Thursday, 17 March 2016
Commonwealth Electoral Amendment Bill 2016; In Committee
Senator Collins has been here long enough, and she has been a cabinet minister herself. I do not talk about what goes and what does not go before cabinet. But let me just again very firmly put on the record that the amendments that the government will be moving during this committee stage of the debate, in relation to below-the-line voting arrangements in the Senate, have gone through all of the appropriate processes of the coalition, and of course they directly respond to the relevant recommendations made by the Joint Standing Committee on Electoral Matters in its report released a few weeks ago. I am not quite sure what point Senator Collins is trying to prove. I am not quite sure what conspiracy theory she is trying to pursue.
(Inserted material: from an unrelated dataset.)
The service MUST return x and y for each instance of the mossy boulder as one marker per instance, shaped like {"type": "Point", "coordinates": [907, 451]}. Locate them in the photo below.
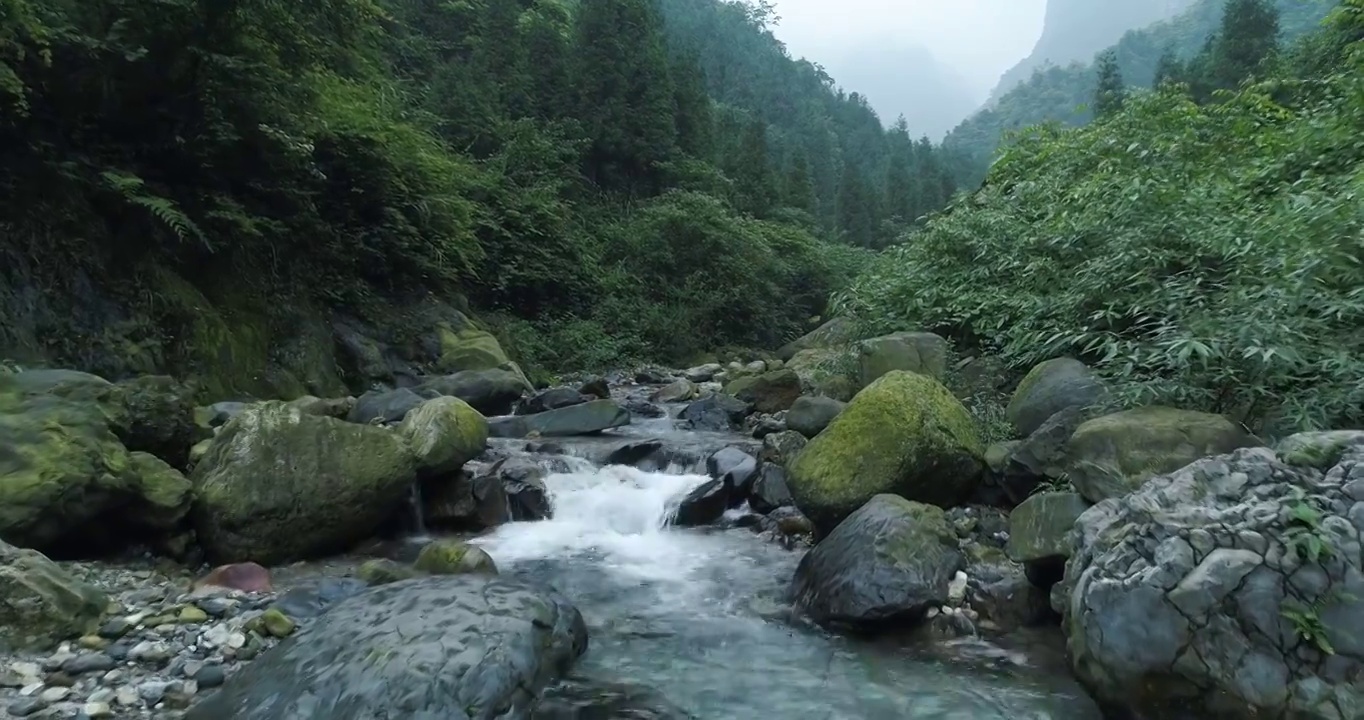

I would have thought that the government acted in very good faith. We put our bill out for consideration. It was scrutinised by people across Australia who made submissions to the inquiry. The submissions were obviously there for all to see. I had a number of conversations with some people who made submissions to try to understand some of their points a bit better, and of course in the end the government made a decision to initiate a further amendment, and that is something that I did indeed announce on Wednesday morning—I believe when I was finally allowed the opportunity to speak in what had by then been a six-hour debate on whether or not the Senate should accept the message from the House of Representatives in relation to this bill and whether we should allow this bill to be read a first time. So from memory it was about 10 o'clock on Wednesday morning that I rose to speak, and by then clearly I had all my ducks in a row and I was able to make relevant announcements in this chamber.